Currently, Baltimore, Pittsburgh and Arizona are the only three teams with less expected wins than Houston. Baltimore and PIttsburgh are fighting it out to see who will get that first pick. Baltimore is in the lead with only 53 victories, while the Buccos catapulted up to 57 wins with their series win over Houston. Arizona clocks in at 61 wins, while Seattle and Cleveland are just behind Houston with 63.8 and 69.9 wins, respectively. Seattle has also taken the first step to mediocrity by dealing away Cliff Lee, thus weakening the team in the short term. There are no signs that either Pittsburgh or Baltimore will make any moves by the deadline, but Arizona has been rumored to be shopping guys like Dan Haren and possibly Stephen Drew.
Oh, in case you were wondering, even when the Astros were picked to win just 54 games, they were still behind Baltimore for that first pick. in the history of the franchise, Houston has never lost 100 games in a season, which it surely would have to do to win that elusive Rendon Lottery. Right now, there are four teams with a realistic shot to lose 100 games. To put that in historic perspective, there have only been seven times in the game's history that three teams have lost that many games (2002, 1985, 1965, 1962, 1961, 1954, 1912). 2002 was the only time more than three teams lost 100 or more games, when Detroit, Tampa Bay, Milwaukee and Kansas City all topped the century mark. The prize for those teams? Outfielder Delmon Young, who hasn't exactly lived up to his hype.
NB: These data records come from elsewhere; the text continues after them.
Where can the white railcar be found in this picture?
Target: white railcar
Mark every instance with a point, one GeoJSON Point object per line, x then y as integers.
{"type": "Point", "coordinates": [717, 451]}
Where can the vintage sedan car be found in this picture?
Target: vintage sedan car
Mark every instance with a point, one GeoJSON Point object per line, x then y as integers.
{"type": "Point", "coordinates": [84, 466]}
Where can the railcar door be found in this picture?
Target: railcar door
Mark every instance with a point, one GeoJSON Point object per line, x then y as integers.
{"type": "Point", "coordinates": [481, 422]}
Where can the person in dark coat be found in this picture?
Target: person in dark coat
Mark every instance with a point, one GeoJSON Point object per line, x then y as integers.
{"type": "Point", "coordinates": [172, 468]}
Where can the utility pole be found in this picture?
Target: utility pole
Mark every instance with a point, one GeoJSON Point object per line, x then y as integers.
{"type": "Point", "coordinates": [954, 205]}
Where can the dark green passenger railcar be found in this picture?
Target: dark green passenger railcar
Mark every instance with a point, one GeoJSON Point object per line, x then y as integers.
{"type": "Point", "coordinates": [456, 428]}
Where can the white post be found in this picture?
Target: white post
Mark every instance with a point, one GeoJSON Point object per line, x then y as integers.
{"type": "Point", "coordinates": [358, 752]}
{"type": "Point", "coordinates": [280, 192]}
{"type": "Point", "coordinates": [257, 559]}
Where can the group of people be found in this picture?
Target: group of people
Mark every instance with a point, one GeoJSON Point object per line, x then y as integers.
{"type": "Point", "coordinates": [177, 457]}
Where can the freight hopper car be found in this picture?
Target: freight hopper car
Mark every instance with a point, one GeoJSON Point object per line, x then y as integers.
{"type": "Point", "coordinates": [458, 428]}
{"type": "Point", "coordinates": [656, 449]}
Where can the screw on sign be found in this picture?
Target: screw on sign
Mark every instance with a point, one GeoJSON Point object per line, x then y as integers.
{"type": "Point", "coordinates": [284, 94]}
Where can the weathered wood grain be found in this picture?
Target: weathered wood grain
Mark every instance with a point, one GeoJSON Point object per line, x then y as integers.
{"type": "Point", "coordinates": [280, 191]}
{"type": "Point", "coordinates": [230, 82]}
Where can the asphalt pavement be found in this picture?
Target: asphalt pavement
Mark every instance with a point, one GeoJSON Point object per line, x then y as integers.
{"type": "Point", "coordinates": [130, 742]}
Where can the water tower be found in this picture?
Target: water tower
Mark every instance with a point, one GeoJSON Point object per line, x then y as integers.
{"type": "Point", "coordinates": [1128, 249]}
Will Rendon live up to his? Just check out this scouting report from the guys over at Project Prospect. They're not the only ones to drool over him, but my goodness. Hank Aaron as a comparable? At third base, a historically hard position to find good hitters? It's enough to make you hope for losses, right?
Of course, in a slight silver lining to terrible news, Rendon tore his ankle to shreds playing for Team USA last Wednesday. He headed back to Houston and will have surgery to repair the injury. He should be healed by next baseball season, but will this slow him down any? Will it affect how teams view him? When I talked with Stephen about it after the news hit, he really felt a lot of empathy for Rendon, having gone through a similar injury. He wondered how anyone could go back to playing baseball after that kind of ligament tear. Hopefully, the doctors Rice ponies up for can make sure that happens. Even if Rendon has to move to a corner outfield spot or first base, he's got the bat to excel. Remember, he was compared to Hank Aaron, who also played a corner outfield spot and might be the best hitter in baseball history.
All we need him to drop is a couple picks. Maybe the Pirates view him as too expensive. Maybe Peter Angelos doesn't want to sign off on his ankle. Then, he'd be ours. A man can dream, right?